The one audience I could offer some advice to are the ‘young and straight out of education’. We always say – you’ve got a long life, there is no rush to forming a business, and there is huge value to having built up some experience and credibility. Go gather some experience and make some mistakes on someone else’s dollar. Energetic naivety is celebrated when it ends well, and the media overweights their coverage of college drop-outs turned success stories like Mark Zuckerberg or just graduated Larry Page and his mate Sergey Brin. However, the reality is more usually that the really young find it difficult to build credibility with clients, team members and investors and can often lack the reference points that help decision making. There are several studies that show the average age of a successful entrepreneur at the point they found their business is 43 or 44.
When anyone thinks of making a big career change decision like this, they’d be forgiven for thinking it is all about courage. But someone much smarter than me (the American author, Robert Anthony) said ‘the opposite of bravery is not cowardice it is conformity’.
The important questions to be asking are whether your ambition, your proposition and your business model are suitably different from others to be successful? Perversely, the more ‘normal’ an idea, the safer it feels and the less courage that is needed to pursue it. But also the chances are the proposition will have less cut through with consumers and the chances of success are less. Although not always, a business usually needs to be zigging whilst others are zagging to create something really valuable.
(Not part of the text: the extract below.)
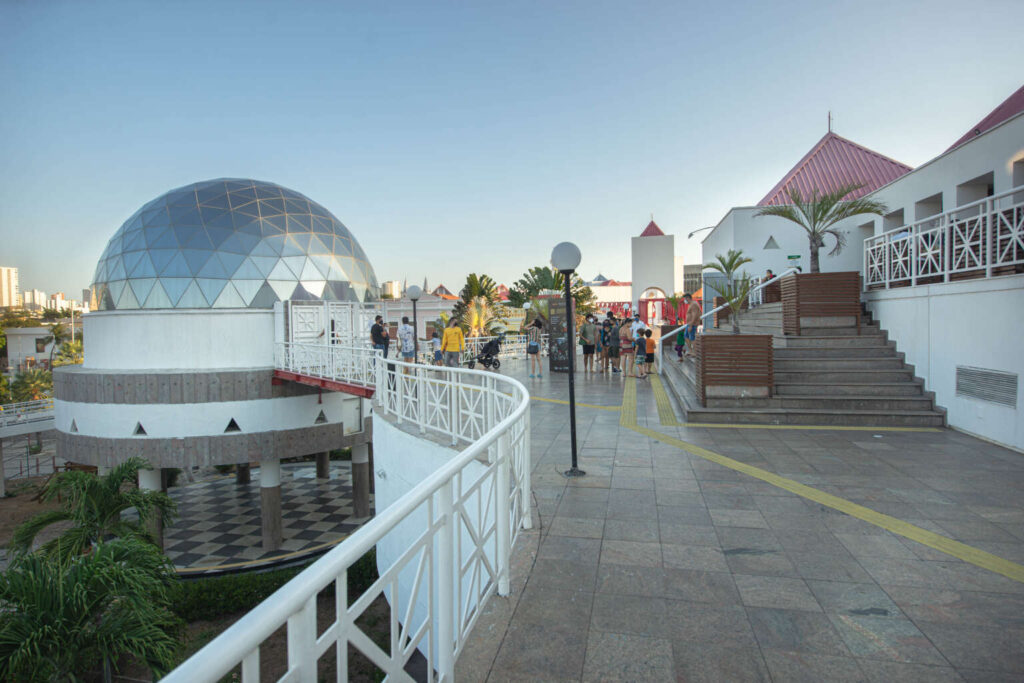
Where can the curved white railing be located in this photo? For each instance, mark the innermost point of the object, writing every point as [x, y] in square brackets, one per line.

A proposition needs to be differentiated to build the reasons to believe that will get people to try initially and then return. The business model may need to be different to create the price and cost structures that create a sustainable competitive advantage. Then a brand needs to be distinctive to get cut-through and build awareness.
A rare example of all of these was Dollar Shave Club. The proposition was different to the incumbent razor manufacturers. DSC’s promise was and is for cheaper products, with the performance that a consumer needs rather than a load of superfluous features to justify a higher price, but had little true utility (guys – do we really need a third or fourth blade and in head lubrication?). The business model was and is direct-to-consumer, to cut out retailer margins and digital advertising, cutting out the huge celebrity endorsement endemic to the sector (we probably don’t need to fret too much for Roger Federer though). Then DSG created a distinctive brand, with an irreverent and truly amusing tone of voice that was bang on their target market. If you’ve never seen it then do check out their first, original and still fresh viral video from 2012. The punchline being their $1 billion sale to Unilever after only 6 years.
Whilst us mere mortals are unlikely to create a billion-dollar unicorn, and even if you are only looking to dominate your town or county, the same ingredients apply – proposition, business model and brand. And the same question applies – are you brave enough not just to do something, but to do something different? To risk the sniggers from the doubters, to zig whilst others zag, to not blend in with the rest and to create something that consumers will notice and love?